Spotlight on Planned Parenthood

The Republican-led 112th Congress began the legislative session with what many liberals characterized as a “war against women” which ranged from an attempt to redefine rape as “forcible rape” to a push to eliminate all federal funding for family planning services. A renewed effort to limit access to reproductive health services has fired up legislators, the media, and interest groups alike. This debate sheds light on the political and ideological tactics of anti-choice legislators and has consequently challenged pro-choice groups like Planned Parenthood to improve their political strategy.
Political Games Beyond Abortion
The latest attack on reproductive health is fundamentally new in its targeting of non-abortion healthcare services. These include HIV testing, birth control, cervical cancer screenings and other preventative services. Elaine Kamarck, lecturer at the Harvard Kennedy School, sees this as an extension of the healthcare debate: “The Stupak Amendment was business as usual. The attack on non-abortion funding isn’t. That’s what’s fundamentally new. They’re trying to make the whole process of reproductive health counseling much harder because of the opposition to abortion.” Micole Allekotte, a health law fellow at the National Women’s Law Center, told the HPR that Republicans “have begun to wage a war on contraception by pushing to eliminate funding for Title X programs, which provide contraception and cancer screening to women facing financial hardship.”
Uniting the Right
Attacks on funding for reproductive health strategically join social and fiscal conservatives. Representative Mike Pence (R-IN), whose appropriations bill amendment to remove all federal funding from Planned Parenthood passed 240-185 in the House on February 18, has been quoted as asking “What is more fiscally responsible than denying any and all funding to Planned Parenthood of America?”. Kamarck told the HPR, “The strategy of the Republican Party is to play to their Christian Right base that is very much opposed to abortion. The Tea Party is not interested in social issues as much as it is interested with big government and deficit reduction.” The attacks on Planned Parenthood have become a way for the Republican Party to bring together two of its most powerful factions.
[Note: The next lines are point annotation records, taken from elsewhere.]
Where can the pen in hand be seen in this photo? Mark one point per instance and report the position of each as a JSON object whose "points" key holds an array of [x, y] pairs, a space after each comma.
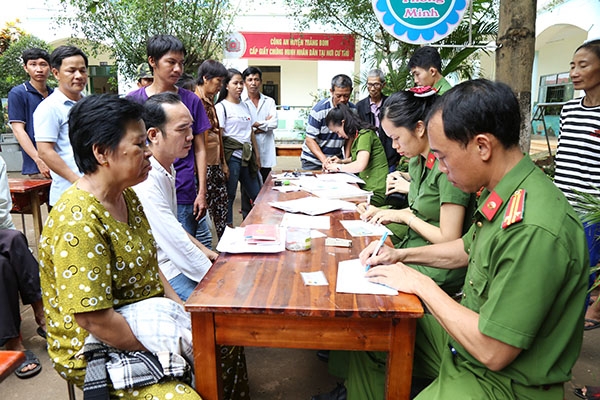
{"points": [[377, 248]]}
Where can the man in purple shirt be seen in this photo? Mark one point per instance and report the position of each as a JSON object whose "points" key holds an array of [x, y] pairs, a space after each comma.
{"points": [[166, 54]]}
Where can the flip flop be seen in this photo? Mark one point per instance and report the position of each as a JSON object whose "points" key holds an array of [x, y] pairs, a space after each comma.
{"points": [[591, 392], [594, 324], [40, 331], [30, 358]]}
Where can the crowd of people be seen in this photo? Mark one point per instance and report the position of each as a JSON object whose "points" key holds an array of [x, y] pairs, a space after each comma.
{"points": [[138, 180]]}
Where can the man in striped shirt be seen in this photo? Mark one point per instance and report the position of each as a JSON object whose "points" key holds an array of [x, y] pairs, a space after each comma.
{"points": [[578, 154], [320, 143]]}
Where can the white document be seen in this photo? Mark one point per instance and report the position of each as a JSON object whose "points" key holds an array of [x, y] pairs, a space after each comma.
{"points": [[340, 177], [330, 189], [234, 241], [310, 205], [306, 221], [351, 279], [358, 228]]}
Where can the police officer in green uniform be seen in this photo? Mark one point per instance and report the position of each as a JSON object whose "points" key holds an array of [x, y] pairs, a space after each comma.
{"points": [[438, 211], [518, 330]]}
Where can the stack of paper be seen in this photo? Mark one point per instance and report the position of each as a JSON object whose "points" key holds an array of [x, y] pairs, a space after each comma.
{"points": [[330, 189], [312, 205], [234, 241], [261, 234]]}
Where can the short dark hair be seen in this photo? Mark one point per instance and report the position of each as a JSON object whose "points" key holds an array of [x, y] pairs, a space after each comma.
{"points": [[62, 52], [154, 114], [252, 71], [231, 72], [159, 45], [404, 109], [341, 81], [592, 45], [426, 57], [34, 54], [480, 106], [211, 69], [187, 81], [99, 120], [352, 122]]}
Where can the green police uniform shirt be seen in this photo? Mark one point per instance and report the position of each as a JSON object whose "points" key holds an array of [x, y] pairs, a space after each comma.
{"points": [[376, 171], [442, 86], [429, 190], [89, 261], [528, 279]]}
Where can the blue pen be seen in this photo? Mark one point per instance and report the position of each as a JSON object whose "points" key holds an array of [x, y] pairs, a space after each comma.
{"points": [[377, 248]]}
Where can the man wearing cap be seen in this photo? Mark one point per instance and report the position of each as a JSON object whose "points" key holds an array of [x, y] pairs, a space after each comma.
{"points": [[144, 75]]}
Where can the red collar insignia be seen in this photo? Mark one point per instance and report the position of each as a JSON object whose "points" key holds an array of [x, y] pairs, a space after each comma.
{"points": [[514, 209], [430, 161], [491, 205]]}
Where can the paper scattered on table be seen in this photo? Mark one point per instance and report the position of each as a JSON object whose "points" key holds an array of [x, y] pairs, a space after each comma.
{"points": [[287, 188], [306, 221], [351, 279], [363, 228], [234, 241], [310, 205], [315, 234], [314, 278], [330, 189], [340, 177]]}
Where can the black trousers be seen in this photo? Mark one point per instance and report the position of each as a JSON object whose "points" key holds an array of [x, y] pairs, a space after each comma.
{"points": [[19, 277]]}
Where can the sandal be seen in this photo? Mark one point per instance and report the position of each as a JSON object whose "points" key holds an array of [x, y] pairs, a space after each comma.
{"points": [[588, 392], [30, 358], [41, 331]]}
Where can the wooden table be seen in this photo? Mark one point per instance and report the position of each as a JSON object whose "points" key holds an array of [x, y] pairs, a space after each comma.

An ideological opposition to abortion under the cover of fiscal responsibility drives the debate. To extend the Hyde Amendment, which prohibits federal funding for abortion except in extreme cases, “legislators who are opposed to women being able to access abortion are pushing to pass laws that eliminate private insurance market coverage of abortion,” Allekotte told the HPR. The 2012 presidential election is an implicit part of the debate. “You can expect that as people think about the 2012 election and think about the Republican primary they’re going to want to be on the right side of the issue. You will see a variety of creative attempts, this being one, to allow Congressmen to have what are seen to be anti-abortion votes,” said Kamark. The push to defund reproductive health services is not so much about fiscal responsibility as it is about ideological and political motivations. Harvard Kennedy School lecturer on public policy David King told the HPR, “The fight against Planned Parenthood is a clever political ploy to try and get pro-choice groups to spend a lot of time and energy defending Planned Parenthood.”
The Defensive Strategy
Playing defense is not new for the pro-choice movement, but the current battle brings new challenges. “Polling shows that over the past few decades, the hard line pro-life group has in fact grown in the electorate. The pro-choice movement has lost momentum,” Kamarck told the HPR. According to Gina Glantz, chair of the Planned Parenthood Action Fund, “This is a drumbeat that has always gone on, but now the anti-choice community is emboldened by the number of members who were elected in the last cycle who create a much stronger anti-choice caucus.”
With large opposition in the House, and a narrow margin of support in the Senate, pro-choice groups have realized the need to reevaluate their political strategy to build more support during this Congressional session. Historically criticized for being an organization dominated by older white women, Planned Parenthood has expanded and diversified its base because of the new attacks. “As of February 18, 660,000 people have signed emails to Congress–nearly 20 percent from people of color; 19 percent are male, average age low 30’s, 60 percent new to Planned Parenthood,” said Glantz. She also expressed optimism in the fact that “there have been people from all across the country who have written have emailed and want to know what they can do … The results of the assault on Planned Parenthood prove that in every crisis there is an opportunity.”